Molly Eustis, a stage manager who found herself unemployed when theaters closed, affectionately described the owl as a little round “potato,” perched in a tree, with an impossibly cute “cinnamon roll face.” Seeing her for the first time in December was a magical moment: “This lone owl in the middle of the city in Central Park, in the snow, on the solstice, when I was feeling like a lone human after nearly a year of the pandemic, out of work, and not being able to travel to see my family for the holidays for the first time ever in my life.”

For me, Barry’s sudden death brought back memories of that sense of loss I felt as a child, reading all those sad animal books like “Charlotte’s Web,” “The Red Pony” and “Old Yeller,” and that many kids today feel reading about the sudden death of Hedwig in the last Harry Potter novel. If such books underscore the unforgiving cycle of life, Mr. Barrett observes that Barry’s death also reminds us that many “birds lead short lives.” An estimated “50 to 70 percent die in their first year. And even after that, bird mortality is high.
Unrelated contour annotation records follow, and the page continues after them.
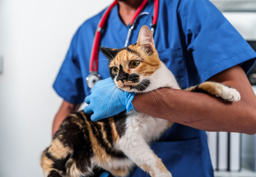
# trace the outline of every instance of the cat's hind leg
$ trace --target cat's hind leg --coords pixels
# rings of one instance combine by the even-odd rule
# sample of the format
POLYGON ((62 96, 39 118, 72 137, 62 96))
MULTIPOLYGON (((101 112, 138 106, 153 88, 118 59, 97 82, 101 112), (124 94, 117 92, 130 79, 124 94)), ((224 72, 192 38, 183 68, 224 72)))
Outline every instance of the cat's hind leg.
POLYGON ((198 85, 186 88, 185 90, 204 93, 217 97, 220 97, 229 101, 237 101, 241 98, 240 94, 235 89, 213 82, 205 82, 198 85))

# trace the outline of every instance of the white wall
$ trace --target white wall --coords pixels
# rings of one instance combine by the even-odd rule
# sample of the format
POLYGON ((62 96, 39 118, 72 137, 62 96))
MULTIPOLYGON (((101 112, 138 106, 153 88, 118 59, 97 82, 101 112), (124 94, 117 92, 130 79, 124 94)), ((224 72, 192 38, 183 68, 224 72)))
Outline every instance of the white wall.
POLYGON ((0 176, 43 176, 61 101, 52 88, 71 38, 112 0, 0 0, 0 176))

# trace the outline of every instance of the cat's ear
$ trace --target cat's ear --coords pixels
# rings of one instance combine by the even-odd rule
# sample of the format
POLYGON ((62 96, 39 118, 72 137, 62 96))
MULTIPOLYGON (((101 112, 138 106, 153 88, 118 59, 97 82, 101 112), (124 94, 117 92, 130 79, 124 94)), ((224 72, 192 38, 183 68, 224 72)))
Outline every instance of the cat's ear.
POLYGON ((151 32, 146 25, 143 25, 140 29, 137 44, 145 48, 150 52, 153 52, 155 48, 151 32))
POLYGON ((100 47, 100 50, 110 61, 113 60, 118 53, 115 49, 100 47))

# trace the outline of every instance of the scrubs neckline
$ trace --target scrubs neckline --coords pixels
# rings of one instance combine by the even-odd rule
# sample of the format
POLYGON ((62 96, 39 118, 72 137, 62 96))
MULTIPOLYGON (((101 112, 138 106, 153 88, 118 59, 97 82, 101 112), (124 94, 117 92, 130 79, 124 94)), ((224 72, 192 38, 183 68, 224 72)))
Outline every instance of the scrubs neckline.
MULTIPOLYGON (((141 2, 141 2, 142 2, 142 1, 141 2)), ((150 10, 150 8, 149 8, 149 7, 151 6, 151 1, 150 0, 148 0, 145 6, 142 9, 141 12, 148 12, 150 14, 151 14, 152 12, 151 12, 151 11, 149 10, 150 10)), ((139 6, 140 4, 140 3, 139 4, 139 6)), ((128 33, 128 30, 130 27, 129 24, 127 26, 123 22, 123 20, 121 19, 121 18, 119 15, 118 8, 119 5, 118 4, 113 7, 113 9, 111 10, 111 12, 109 15, 109 21, 111 26, 114 27, 113 28, 114 29, 114 30, 116 31, 117 34, 118 34, 121 36, 122 36, 123 35, 124 32, 125 32, 126 34, 128 33), (119 25, 118 25, 118 24, 119 25)), ((144 16, 141 17, 140 17, 139 20, 141 20, 142 19, 144 18, 145 17, 144 16)), ((138 23, 138 22, 137 23, 138 23)))

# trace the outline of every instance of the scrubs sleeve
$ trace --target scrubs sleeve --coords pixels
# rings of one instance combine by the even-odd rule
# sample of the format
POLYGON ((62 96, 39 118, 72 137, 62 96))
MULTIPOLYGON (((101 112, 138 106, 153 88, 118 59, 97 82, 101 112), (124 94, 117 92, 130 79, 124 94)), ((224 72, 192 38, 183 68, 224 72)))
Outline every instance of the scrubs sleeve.
POLYGON ((77 52, 80 29, 75 34, 66 58, 53 84, 57 93, 64 100, 80 104, 85 97, 80 65, 77 52))
POLYGON ((252 66, 256 53, 208 0, 181 0, 177 12, 201 82, 238 64, 246 73, 252 66))

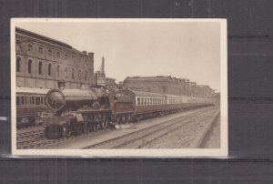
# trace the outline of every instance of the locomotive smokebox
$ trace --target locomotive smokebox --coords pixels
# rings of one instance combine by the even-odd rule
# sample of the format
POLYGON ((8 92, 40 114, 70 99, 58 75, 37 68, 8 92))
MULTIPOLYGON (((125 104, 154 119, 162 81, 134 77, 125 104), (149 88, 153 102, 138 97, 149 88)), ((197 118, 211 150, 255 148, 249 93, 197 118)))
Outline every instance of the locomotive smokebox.
POLYGON ((60 90, 64 90, 66 88, 66 81, 65 80, 58 81, 58 88, 60 90))

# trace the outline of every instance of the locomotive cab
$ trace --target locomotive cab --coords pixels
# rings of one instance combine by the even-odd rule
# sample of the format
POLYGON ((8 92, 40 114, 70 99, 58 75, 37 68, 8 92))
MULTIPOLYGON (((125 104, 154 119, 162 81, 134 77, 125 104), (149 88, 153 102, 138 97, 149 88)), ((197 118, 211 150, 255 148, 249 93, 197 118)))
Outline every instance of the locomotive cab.
POLYGON ((111 91, 105 87, 66 88, 64 81, 46 96, 47 107, 55 113, 48 118, 45 134, 68 137, 99 128, 106 128, 110 119, 111 91))

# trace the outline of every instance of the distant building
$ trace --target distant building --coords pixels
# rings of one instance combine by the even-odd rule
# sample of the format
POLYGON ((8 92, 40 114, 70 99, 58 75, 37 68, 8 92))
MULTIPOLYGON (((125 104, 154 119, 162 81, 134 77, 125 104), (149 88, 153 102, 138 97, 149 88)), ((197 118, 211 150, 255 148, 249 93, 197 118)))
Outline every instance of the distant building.
POLYGON ((213 95, 213 90, 208 86, 197 85, 189 79, 170 76, 127 77, 123 81, 122 87, 131 90, 189 97, 211 97, 213 95))
POLYGON ((214 95, 213 89, 207 85, 197 85, 198 87, 198 96, 208 97, 214 95))
POLYGON ((95 83, 94 53, 17 27, 15 42, 17 87, 56 88, 65 80, 66 87, 75 88, 95 83))
POLYGON ((186 79, 157 76, 157 77, 127 77, 123 87, 132 90, 186 95, 186 79))
POLYGON ((106 77, 105 72, 105 57, 102 57, 102 62, 99 66, 99 70, 96 71, 94 74, 96 85, 105 86, 112 90, 116 90, 117 85, 116 84, 116 79, 111 77, 106 77))

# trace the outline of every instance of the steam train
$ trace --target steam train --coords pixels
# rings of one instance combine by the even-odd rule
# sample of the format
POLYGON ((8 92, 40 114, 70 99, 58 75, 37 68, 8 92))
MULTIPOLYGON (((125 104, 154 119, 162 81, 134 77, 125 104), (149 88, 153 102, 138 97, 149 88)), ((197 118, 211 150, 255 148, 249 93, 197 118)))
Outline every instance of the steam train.
POLYGON ((46 96, 54 116, 48 118, 46 138, 68 138, 71 133, 87 133, 108 126, 139 121, 179 110, 212 106, 214 99, 121 89, 110 91, 103 86, 51 89, 46 96))
POLYGON ((16 127, 42 124, 39 114, 47 110, 45 97, 48 89, 16 87, 16 127))

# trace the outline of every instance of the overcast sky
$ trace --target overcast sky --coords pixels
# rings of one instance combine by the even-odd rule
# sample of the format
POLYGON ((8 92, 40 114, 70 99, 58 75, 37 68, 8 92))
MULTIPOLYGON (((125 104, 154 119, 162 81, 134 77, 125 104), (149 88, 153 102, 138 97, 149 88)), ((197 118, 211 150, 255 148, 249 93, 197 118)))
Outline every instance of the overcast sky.
POLYGON ((16 26, 102 56, 106 74, 126 77, 171 76, 220 89, 220 23, 93 22, 16 23, 16 26))

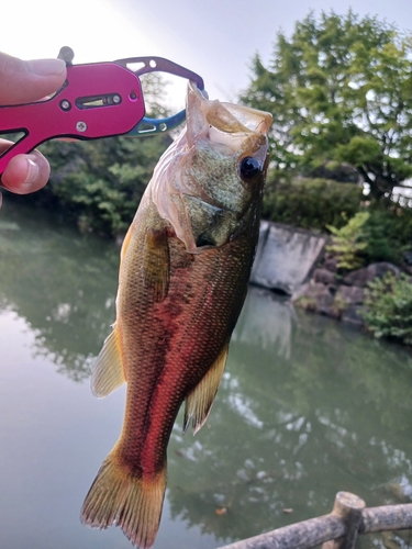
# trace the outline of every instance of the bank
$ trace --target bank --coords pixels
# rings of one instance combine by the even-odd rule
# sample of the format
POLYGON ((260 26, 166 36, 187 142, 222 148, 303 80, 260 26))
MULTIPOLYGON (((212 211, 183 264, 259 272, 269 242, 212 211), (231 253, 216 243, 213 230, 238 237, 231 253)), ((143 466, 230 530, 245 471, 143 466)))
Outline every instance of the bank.
POLYGON ((377 279, 407 276, 412 304, 412 265, 405 262, 402 269, 378 261, 343 271, 327 251, 327 244, 330 236, 320 232, 263 221, 250 283, 286 294, 297 306, 360 328, 368 327, 363 315, 367 288, 377 279))

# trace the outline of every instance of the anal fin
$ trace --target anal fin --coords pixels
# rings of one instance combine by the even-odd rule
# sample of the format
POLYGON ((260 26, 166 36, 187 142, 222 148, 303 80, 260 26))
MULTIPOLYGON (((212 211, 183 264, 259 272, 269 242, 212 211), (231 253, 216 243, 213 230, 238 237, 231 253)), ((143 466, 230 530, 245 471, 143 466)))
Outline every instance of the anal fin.
POLYGON ((120 352, 119 329, 113 324, 113 332, 107 337, 91 374, 91 391, 94 396, 107 396, 125 382, 122 356, 120 352))
POLYGON ((186 397, 183 433, 186 433, 191 421, 193 435, 196 435, 208 419, 223 376, 227 351, 229 343, 223 347, 214 365, 210 368, 204 378, 186 397))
But we generally don’t see them die,” he said. Rather, they “die in obscurity.”

Jenifer P. Borum, a writer and teacher who’d been sick with Covid, said following Barry through Central Park helped her to regain her strength. “Barry’s act of flying through our lives brought out the best in us,” she said. “We forged ties with her. Our group comprised people who might not have socialized otherwise.” The night of the vigil, it felt like that was “beginning to disperse and it made me sad.”

But the next owl, she hopes, will also bring the group and future owl watchers together.

“We will look for her in the next owl’s eyes. Though no owl will compare, ever.”